Cherry Creek, the town, is located on the eastern range front of the Cherry Creek Range, where Cherry Creek, the creek, comes out of a small gap in the mountains. Structurally, Cherry Creek looks like it's situated where the north Egan Range runs into the Cherry Creek Range, but the northern end of the Egan Range as named is located in Egan Canyon, the next gap to the south (MSRMaps location showing the regional Basin and Range structure).

That's State Route 489 (above) cutting across Steptoe Valley toward Cherry Creek. The parallel white lines along the road in the center of the valley are patches of snow; standing water can be seen south of the paved road. This possibly intermittent lake or wetlands has recently appeared to be contiguous with Goshute Lake several miles to the north. (This year's so far extra-dry winter might have changed the extent of the southern wetlands.)
This is most of the small community of Cherry Creek. The museum wasn't open, the light was flat and dark, and we didn't spend much time looking around.
It could be a nice place to live, if you like beautiful scenery, out-of-the-way places, and long drives to market.
We hightailed it back to the center of the valley, where we decided to drive south along the historic Nevada Northern Railway to check out a boxcar or other railroad-related artifact we could see off in the distance. The road was well graveled and dry to begin with; the yellow line in the Google Earth image above shows our traverse from the paved road southward.
We made it about 600 or 700 yards before deciding not to go any farther. At this point, the road was turning into a watery mudhole, with no end in sight. In fact, we'd already driven breathlessly and unwittingly through mud we initially couldn't see the end of, and we had come to this short semi-dry spot. The rail, just off to the left in those prickly bushes, prevented any turnaround options, so I decided to back out.
Backing out meant going through a long stretch I shouldn't have driven through in the first place, but had started into before I could stop, then kept going through while hoping for a break in the mud and a turnaround spot. You can see the closest mud hole easily, a second, even larger hole beyond that, and a hidden muddy spot between the two more obvious holes.
Looking at this after driving backwards through it, makes it look pretty tame, but the truck kept getting pulled sideways into the deeper parts of my own tracks, while I tried to stay to the side on the dryer ground right next to the bushes. Consequently, we experienced a bit of fishtailing, and my dual tracks look like a mess of incompetent driving.
Backing up even farther, the road looked good as we went in, just slightly muddy.

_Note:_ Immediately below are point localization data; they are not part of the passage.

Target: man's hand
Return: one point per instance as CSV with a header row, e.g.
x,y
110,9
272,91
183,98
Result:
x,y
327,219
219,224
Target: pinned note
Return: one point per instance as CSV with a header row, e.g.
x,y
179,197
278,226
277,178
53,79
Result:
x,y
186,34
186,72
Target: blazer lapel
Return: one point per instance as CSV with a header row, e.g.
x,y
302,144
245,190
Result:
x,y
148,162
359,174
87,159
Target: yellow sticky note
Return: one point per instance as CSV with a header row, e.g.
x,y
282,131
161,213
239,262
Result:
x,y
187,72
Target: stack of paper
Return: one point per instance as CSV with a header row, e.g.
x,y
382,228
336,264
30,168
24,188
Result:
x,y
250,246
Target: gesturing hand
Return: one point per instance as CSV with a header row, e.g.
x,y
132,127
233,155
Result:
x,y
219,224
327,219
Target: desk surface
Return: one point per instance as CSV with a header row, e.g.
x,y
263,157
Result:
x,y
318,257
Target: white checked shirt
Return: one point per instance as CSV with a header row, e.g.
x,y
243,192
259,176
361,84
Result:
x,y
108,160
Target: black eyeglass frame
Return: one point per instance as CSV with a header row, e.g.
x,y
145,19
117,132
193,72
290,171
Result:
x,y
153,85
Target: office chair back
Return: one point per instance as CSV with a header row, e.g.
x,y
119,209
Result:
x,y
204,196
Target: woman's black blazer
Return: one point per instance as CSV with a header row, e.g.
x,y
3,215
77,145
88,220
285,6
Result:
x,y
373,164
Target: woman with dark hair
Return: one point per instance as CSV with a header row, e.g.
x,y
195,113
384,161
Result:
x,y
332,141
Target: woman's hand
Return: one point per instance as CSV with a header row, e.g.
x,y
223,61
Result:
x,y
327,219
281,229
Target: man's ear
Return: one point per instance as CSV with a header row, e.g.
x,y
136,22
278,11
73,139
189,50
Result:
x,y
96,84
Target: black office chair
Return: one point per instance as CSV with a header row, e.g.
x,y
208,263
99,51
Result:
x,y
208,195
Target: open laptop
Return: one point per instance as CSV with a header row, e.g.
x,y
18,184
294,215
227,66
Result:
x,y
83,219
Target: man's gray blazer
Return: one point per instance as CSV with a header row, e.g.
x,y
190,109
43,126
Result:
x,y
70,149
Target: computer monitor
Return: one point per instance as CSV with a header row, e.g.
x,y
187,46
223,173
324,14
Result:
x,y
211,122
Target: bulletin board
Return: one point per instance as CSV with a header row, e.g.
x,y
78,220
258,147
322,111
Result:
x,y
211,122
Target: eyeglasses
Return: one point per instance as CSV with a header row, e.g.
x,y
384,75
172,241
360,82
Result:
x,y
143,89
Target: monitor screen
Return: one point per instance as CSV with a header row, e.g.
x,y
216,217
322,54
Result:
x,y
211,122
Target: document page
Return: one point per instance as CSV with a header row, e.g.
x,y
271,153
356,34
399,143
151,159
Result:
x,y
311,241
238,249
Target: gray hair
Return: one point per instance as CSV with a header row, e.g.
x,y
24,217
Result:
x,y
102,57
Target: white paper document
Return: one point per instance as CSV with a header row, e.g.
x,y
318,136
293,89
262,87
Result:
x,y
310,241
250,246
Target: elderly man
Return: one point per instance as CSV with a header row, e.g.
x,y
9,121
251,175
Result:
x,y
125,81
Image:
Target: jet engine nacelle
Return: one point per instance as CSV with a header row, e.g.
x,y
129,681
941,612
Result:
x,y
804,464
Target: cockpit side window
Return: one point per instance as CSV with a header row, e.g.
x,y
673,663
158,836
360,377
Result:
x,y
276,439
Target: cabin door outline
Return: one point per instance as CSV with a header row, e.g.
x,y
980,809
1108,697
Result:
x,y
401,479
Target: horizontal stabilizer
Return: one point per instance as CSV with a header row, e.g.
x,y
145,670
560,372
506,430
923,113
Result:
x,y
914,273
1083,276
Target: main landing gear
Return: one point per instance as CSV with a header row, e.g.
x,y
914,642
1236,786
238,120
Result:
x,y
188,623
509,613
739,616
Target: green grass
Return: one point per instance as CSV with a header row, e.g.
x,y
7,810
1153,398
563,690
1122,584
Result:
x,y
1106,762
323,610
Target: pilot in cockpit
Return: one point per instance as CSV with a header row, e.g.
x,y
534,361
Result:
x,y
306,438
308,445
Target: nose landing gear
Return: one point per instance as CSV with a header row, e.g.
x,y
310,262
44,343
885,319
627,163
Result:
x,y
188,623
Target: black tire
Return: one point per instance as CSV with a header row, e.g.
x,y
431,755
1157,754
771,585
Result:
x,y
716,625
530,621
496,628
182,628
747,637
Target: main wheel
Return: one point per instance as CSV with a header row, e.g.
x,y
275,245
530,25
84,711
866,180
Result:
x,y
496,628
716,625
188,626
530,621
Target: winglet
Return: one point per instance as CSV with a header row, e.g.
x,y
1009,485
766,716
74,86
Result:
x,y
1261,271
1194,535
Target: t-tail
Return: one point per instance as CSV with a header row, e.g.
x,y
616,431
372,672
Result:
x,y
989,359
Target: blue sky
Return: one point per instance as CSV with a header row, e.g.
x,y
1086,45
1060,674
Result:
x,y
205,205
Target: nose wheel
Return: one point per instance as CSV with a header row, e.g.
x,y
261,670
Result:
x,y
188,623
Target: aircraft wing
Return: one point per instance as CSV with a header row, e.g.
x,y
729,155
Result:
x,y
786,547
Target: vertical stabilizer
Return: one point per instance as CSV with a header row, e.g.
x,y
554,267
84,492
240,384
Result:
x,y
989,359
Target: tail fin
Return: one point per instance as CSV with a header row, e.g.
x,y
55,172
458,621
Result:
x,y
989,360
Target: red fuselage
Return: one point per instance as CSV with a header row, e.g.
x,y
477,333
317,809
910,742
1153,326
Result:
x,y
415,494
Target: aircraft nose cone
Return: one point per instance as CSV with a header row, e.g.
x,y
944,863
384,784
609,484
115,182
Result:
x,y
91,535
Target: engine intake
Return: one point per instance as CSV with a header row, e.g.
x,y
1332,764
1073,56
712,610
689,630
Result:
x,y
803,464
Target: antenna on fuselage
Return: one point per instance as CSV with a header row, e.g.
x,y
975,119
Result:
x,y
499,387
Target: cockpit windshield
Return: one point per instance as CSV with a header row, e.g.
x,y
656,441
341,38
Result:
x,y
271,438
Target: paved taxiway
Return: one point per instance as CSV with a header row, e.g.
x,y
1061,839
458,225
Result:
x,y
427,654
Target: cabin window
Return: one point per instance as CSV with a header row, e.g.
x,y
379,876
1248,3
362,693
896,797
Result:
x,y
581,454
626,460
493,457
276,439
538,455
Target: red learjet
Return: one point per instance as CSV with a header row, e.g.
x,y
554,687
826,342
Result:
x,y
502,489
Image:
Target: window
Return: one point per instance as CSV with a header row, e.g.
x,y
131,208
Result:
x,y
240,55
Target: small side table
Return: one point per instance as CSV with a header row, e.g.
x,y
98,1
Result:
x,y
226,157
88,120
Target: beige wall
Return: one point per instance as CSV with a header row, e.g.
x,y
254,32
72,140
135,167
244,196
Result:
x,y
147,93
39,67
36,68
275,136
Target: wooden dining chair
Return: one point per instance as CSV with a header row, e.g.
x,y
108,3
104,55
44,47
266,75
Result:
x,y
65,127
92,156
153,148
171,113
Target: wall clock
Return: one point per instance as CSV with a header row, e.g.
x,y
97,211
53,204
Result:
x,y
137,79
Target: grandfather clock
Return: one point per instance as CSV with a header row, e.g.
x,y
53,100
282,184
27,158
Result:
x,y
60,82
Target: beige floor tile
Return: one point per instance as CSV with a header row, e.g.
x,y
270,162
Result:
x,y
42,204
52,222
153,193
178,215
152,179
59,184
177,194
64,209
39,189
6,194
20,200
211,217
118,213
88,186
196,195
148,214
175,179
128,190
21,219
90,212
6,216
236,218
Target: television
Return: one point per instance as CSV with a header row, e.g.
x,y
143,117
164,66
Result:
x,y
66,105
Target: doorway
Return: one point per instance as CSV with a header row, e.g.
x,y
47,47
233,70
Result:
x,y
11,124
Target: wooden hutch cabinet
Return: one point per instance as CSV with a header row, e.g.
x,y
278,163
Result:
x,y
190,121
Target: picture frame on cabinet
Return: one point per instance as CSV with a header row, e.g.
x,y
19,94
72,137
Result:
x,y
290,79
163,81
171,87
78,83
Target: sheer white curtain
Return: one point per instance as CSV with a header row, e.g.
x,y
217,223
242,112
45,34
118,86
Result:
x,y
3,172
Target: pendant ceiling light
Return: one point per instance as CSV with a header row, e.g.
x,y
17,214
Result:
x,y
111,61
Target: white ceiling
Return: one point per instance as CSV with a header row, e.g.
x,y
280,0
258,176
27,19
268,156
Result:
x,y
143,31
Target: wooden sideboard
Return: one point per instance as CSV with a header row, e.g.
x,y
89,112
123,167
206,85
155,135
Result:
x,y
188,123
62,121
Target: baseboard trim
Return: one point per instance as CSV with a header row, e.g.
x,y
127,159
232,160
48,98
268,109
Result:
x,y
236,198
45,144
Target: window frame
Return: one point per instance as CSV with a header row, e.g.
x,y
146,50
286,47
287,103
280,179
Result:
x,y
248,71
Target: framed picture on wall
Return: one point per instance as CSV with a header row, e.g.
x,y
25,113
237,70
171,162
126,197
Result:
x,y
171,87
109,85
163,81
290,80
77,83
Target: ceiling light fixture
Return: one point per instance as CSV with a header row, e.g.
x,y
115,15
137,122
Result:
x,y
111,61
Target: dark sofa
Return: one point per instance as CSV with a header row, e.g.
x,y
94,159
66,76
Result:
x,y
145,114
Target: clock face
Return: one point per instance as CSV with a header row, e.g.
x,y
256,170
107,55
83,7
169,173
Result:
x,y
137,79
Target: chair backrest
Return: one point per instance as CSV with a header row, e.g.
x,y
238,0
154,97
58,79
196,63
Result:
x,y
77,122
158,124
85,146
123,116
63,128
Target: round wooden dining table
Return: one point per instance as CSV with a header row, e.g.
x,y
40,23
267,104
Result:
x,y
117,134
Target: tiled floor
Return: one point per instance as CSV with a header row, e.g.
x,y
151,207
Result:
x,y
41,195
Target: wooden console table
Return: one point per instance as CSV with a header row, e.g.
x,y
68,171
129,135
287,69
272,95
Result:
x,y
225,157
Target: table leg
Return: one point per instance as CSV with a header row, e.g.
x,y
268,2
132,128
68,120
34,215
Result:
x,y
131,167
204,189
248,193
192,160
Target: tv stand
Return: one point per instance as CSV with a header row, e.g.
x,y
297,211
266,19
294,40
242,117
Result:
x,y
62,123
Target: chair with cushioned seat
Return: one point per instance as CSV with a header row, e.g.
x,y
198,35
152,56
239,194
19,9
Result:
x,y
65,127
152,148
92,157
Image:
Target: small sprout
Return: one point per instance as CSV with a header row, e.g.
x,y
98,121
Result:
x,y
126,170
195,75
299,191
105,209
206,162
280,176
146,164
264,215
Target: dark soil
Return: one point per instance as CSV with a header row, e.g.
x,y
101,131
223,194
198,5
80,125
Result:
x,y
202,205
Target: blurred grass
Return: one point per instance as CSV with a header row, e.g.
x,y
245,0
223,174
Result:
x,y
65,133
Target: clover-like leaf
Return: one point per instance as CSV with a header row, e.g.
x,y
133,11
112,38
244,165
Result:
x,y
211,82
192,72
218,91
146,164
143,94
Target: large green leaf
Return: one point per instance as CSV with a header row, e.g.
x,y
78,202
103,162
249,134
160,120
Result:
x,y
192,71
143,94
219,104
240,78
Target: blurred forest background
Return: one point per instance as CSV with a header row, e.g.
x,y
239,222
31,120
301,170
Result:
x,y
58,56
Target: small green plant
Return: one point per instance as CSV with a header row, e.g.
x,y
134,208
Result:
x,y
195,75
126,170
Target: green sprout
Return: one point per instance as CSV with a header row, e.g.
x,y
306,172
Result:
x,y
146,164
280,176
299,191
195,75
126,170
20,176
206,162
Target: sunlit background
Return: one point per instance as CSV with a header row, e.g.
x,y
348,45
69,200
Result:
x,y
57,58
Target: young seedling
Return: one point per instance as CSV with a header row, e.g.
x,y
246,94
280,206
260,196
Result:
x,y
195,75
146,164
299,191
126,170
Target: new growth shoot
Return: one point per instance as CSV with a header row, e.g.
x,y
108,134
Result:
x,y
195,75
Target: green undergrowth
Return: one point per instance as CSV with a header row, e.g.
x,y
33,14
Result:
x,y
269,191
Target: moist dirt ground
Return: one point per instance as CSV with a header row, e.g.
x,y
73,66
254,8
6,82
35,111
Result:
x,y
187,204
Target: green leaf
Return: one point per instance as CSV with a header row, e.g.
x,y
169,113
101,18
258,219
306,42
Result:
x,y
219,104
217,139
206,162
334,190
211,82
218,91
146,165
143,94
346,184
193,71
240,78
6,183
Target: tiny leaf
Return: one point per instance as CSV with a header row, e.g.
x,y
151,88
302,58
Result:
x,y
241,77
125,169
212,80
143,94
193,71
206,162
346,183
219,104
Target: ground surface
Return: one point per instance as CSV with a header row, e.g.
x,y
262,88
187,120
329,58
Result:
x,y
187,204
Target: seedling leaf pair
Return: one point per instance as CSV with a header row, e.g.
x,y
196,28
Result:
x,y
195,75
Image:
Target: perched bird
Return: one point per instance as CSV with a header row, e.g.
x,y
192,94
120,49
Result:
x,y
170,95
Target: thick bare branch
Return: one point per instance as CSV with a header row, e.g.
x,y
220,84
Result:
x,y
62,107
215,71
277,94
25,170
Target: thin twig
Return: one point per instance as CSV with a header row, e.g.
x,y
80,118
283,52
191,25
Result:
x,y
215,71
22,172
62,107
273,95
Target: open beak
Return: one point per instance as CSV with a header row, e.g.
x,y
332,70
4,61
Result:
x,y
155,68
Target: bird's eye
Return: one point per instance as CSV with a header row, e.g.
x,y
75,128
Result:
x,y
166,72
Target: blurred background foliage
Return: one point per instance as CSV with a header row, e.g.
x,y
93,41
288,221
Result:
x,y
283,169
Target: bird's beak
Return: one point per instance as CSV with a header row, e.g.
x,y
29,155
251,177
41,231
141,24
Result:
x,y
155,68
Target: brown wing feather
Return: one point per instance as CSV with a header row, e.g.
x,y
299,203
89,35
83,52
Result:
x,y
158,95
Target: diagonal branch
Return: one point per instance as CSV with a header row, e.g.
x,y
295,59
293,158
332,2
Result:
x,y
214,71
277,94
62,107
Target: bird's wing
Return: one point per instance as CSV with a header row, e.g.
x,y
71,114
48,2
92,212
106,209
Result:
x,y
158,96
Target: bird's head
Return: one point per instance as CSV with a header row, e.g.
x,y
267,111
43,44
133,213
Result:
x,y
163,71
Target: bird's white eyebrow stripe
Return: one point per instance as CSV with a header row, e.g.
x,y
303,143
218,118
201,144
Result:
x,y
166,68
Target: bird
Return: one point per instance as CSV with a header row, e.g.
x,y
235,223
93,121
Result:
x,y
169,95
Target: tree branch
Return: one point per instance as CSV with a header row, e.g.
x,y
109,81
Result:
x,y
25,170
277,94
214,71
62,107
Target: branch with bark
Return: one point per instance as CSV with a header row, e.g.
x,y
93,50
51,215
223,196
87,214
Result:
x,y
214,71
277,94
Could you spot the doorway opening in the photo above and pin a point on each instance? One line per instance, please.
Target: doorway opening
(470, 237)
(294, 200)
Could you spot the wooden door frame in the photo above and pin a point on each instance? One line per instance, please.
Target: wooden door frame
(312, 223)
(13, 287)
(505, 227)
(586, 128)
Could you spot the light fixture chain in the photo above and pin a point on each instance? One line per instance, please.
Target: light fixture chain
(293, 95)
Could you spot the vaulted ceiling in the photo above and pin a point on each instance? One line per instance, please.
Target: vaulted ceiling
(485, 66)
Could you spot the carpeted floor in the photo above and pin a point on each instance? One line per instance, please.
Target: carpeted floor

Mud is a deceptive thing to try to drive through. Often, one can see a weakly muddy road ambling off in the distance, and this light mud goes on far enough ahead that one can easily get started into what turns suddenly, or gradually, into heavy-duty, very slippery, or deep mud. Getting out and walking an unfamiliar road is recommended, but one usually only walks so far ahead before deciding that the coast is clear: let's go ahead and drive! Incipient or weak mud might suck you in (so to speak), then suddenly, just around the corner: OMG! You're suddenly stuck if you stop, maybe not stuck if you keep going, or maybe staggeringly stuck far from solid ground if you keep going.

If stuck in winter, waiting until the big freeze early in the morning can be one way of getting out. Sometimes a longer waiting period (say months until spring or summer) is required, along with heavy equipment (a D-8 or D-9 dozer). With all the large bushes along our road, we would have been able to build a road under and behind my truck; this procedure often requires multiple jackings-up of the truck (jacking-ups?).

We weren't far from a routinely traveled road, so if badly stuck we could have walked out (in miserable weather) and hoped that whoever we flagged down could have rustled up a dozer: mechanized extraction is easier, though more costly, than building a road by hand. Overall, my getting stuck preferences include better weather (not too hot, not too cold), and I much prefer to be paid to get stuck and unstuck — rather than to be doing it on my own time — a preference come to by many years of off-roading as part of my job.
After backing through the mud, I finally reached a wide point in the road and turned the truck back to the north. An old pump house from the historic Cherry Creek Station is mostly hidden behind the truck; the remains of the water tower can be seen to the right.
We didn't spend much time looking at the base of the water tower at Cherry Creek Station. Maybe we'll go back someday, preferably when the sun is out!

2 comments:

Utemike said...

Cherry Creek gets a mention in a fun book of old days and old ways in mining camps, "Deep Enough"

Seems appropos to this post as well....

Silver Fox said...

That's a good book I've got lying around at home somewhere, and it may be worth reading again!